F. Arthur Uebel's manufacture was considered the most important German clarinet workshop in the second third of the 20th century and in the direct succession of Oskar Oehler, and was honoured with a "diplôme d'honneur" for a newly made bass clarinet and a clarinet at the 1937 Paris World Exhibition. The most important expert in the company was the tuner Max Schnabel (1893–1979). Numerous respected clarinettists played on clarinets by F. Arthur Uebel.

The cooperation with these and other artists resulted in some remarkable improvements of the mechanics of the Oehler clarinet, some of which became the standard for professional clarinets, and in a clarinet model that set the standard for decades and is still held in high esteem today, the theatre model 702, an original Oehler clarinet, additionally equipped with all the mechanical improvements developed by Uebel and with hand-forged and extra-strong silver-plated keys.

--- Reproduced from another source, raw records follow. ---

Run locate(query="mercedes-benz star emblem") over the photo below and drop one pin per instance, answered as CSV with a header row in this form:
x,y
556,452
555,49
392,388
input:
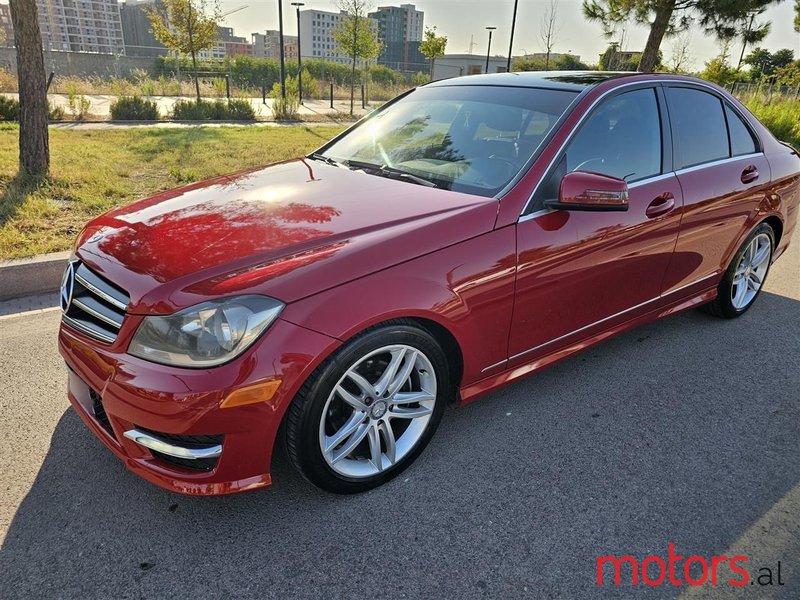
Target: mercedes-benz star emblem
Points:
x,y
67,285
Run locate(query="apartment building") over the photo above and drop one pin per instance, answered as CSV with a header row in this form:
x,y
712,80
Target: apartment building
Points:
x,y
267,44
81,26
136,29
316,35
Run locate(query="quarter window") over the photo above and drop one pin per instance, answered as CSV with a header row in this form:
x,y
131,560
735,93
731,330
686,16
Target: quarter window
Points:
x,y
742,141
698,126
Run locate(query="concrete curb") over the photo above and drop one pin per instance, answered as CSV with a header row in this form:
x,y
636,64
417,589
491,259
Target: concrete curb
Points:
x,y
29,276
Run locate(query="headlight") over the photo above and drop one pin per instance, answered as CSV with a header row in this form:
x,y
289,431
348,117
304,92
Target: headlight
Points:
x,y
207,334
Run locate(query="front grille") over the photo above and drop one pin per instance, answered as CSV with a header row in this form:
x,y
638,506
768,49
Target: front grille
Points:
x,y
92,304
100,412
187,441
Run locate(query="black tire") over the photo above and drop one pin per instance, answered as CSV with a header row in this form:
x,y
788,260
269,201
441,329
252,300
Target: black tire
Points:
x,y
305,414
722,306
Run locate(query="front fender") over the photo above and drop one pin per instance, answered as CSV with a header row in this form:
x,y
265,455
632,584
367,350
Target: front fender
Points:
x,y
467,288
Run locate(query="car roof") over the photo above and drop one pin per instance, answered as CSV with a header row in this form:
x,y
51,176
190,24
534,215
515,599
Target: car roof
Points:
x,y
563,80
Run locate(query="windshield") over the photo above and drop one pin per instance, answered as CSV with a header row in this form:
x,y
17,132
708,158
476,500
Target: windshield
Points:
x,y
472,139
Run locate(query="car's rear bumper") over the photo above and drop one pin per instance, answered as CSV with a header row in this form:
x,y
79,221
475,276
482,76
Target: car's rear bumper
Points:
x,y
116,394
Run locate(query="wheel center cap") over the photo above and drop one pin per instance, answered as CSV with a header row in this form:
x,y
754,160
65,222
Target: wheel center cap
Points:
x,y
379,409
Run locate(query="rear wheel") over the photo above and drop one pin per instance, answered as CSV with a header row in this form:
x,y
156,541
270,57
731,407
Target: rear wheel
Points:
x,y
368,412
745,277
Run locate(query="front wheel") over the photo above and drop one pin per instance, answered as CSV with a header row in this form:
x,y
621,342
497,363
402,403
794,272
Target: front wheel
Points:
x,y
745,276
368,412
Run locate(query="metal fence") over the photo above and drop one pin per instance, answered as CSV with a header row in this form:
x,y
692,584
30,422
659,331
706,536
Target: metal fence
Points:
x,y
764,91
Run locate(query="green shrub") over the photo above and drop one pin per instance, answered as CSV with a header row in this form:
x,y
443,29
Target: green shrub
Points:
x,y
134,108
78,104
9,109
55,112
190,110
241,110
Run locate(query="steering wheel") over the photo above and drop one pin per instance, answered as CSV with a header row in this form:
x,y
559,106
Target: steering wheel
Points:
x,y
384,155
512,166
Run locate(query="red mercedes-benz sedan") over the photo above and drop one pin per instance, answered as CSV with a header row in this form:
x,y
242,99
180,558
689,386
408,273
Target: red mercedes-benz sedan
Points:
x,y
468,233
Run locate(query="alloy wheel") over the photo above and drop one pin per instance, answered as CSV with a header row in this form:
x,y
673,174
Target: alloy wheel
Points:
x,y
751,271
378,411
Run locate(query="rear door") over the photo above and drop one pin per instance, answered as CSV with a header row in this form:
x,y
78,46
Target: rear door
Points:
x,y
724,176
580,271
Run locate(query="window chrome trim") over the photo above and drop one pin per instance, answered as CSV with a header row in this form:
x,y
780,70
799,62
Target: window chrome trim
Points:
x,y
653,83
715,163
652,179
614,316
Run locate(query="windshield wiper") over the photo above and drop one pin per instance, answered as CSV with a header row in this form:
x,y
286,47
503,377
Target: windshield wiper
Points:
x,y
326,159
390,172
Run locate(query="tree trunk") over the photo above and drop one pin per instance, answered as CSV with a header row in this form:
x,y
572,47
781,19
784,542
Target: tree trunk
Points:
x,y
34,145
353,71
190,31
196,80
664,10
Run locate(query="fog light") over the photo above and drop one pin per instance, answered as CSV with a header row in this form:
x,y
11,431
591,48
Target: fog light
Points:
x,y
260,392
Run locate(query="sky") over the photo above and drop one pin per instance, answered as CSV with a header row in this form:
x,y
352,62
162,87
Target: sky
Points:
x,y
460,19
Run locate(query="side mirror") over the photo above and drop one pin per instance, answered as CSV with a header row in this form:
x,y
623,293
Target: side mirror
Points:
x,y
581,190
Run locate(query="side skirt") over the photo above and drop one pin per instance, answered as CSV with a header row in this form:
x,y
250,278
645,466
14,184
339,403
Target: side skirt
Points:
x,y
475,390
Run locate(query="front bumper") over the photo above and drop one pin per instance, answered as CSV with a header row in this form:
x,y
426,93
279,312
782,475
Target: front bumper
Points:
x,y
116,394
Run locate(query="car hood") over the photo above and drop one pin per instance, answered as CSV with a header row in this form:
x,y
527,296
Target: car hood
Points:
x,y
288,230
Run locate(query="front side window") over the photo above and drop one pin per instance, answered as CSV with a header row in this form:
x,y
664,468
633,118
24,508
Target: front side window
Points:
x,y
472,139
742,141
622,138
699,127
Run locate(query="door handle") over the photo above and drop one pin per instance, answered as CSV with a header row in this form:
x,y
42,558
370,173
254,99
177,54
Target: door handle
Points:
x,y
750,174
661,205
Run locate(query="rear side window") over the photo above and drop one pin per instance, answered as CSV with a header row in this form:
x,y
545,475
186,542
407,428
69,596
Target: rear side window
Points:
x,y
742,141
699,127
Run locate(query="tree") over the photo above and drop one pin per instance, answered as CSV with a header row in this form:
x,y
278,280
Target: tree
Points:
x,y
797,15
186,27
34,143
548,31
667,17
356,36
681,55
432,46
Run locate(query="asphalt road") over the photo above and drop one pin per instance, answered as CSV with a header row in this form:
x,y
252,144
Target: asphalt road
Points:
x,y
684,431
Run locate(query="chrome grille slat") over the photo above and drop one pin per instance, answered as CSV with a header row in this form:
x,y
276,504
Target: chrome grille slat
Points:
x,y
93,308
100,287
91,304
87,330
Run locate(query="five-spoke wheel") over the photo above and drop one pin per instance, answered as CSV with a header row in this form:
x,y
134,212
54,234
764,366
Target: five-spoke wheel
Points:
x,y
745,276
367,412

At its best, Uebel employed 40 people, mostly men, and made about 400 clarinets a year. The most popular instruments were the student model 520 with 14 keys and four rings, but especially the more sophisticated model 620 with 19 keys and six rings without the above-mentioned improvements. With the death of Friedrich Arthur Uebel in 1963, the glorious period of this manufactory ended with a serial number of about 17,000.[Well-kept instruments from the time before Uebel's death are still sought after as second-hand instruments today. Of course, a well-preserved Theatermodel 702 fetches the highest prices.

==Legacy==
In 2010, the manufacture of high-quality German and French system clarinets under the FAU label continued with the foundation of the company F. Arthur Uebel GmbH by Jürgen Stölzel from Wiesbaden, and the establishment of a new production facility in Markneukirchen.